I was banished to standing in the checkout line for my sister when a 6- or 7-year-old boy began whining behind me. His complaint? The Nerf gun set wasn’t the right size. According to the boy it should’ve had 1,000 extra bullets and 20 more shooting abilities. His mom wasn’t too savvy and asked him which one he did want. Naturally the kid lugged the biggest set he could find into the cart, looking smugly victorious that he had gotten his way, but obviously not grateful at all.
Soon after, two younger moms in front of me started talking about their families, and the first lady asked her friend how she was doing after the birth of her son, who was born prematurely and had suffered massive brain damage.

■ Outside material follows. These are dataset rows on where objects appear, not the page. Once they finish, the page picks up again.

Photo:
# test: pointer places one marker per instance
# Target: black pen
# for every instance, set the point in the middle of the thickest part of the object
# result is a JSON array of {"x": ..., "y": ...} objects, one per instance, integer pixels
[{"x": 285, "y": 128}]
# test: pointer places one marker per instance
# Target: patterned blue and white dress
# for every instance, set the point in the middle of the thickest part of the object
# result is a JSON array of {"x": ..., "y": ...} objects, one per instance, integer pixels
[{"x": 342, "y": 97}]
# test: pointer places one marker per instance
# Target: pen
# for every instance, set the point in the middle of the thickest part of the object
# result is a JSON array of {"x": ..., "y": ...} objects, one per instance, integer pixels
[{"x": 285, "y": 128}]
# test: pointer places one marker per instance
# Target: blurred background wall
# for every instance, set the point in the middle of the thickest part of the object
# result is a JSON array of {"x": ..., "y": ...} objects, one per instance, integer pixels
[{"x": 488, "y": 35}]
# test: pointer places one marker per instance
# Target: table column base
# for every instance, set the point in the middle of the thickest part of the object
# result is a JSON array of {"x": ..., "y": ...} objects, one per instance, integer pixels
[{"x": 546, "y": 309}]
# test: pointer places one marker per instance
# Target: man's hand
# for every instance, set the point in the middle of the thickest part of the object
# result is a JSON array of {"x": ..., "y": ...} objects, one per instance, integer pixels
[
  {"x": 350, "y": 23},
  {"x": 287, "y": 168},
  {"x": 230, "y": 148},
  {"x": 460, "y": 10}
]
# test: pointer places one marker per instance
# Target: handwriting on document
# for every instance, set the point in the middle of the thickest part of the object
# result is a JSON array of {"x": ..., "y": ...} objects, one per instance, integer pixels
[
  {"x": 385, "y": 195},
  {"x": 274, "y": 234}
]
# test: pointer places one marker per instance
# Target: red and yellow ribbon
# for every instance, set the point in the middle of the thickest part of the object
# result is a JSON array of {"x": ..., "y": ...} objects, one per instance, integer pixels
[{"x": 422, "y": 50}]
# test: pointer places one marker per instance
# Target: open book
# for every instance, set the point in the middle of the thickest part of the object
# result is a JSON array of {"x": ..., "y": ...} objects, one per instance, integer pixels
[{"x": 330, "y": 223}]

“We’re so thankful for him,” she said, patting the baby’s back. “I wouldn’t have chosen this for myself, but now I wouldn’t have it any other way. We’re choosing to be grateful for what God has chosen for us.” Her words were a stark contrast of true gratitude in comparison to the whiny boy with his amped-up gun.
These two conversations made me think of a chapel message last year, where the speaker said ingratitude is a wicked sin. We often fail to view whining and moaning about minor discomforts as a sin problem. But we should. We have so much to be thankful, grateful for. Not just the things we can see, hear, touch and feel. But gratitude for what Christ has done for us.
Many of us in the student body are friends with students who have recently lost a parent, an incredibly tough trial that’s hard to even imagine. Yet these students are displaying real gratitude, thanking God for His will and work in their lives despite loss. With testimonies like the mom in the store or fellow students, it shows how ungrateful we can often be.
Maybe it’s time to truly think about what gratitude looks like on a daily basis, not just a seasonal happenstance. Let’s live intentionally grateful lives the next 13 days, over Christmas break and all of 2014.
Our lives may not be perfect according to our standards, but because of who God is, we still have so much to be grateful for.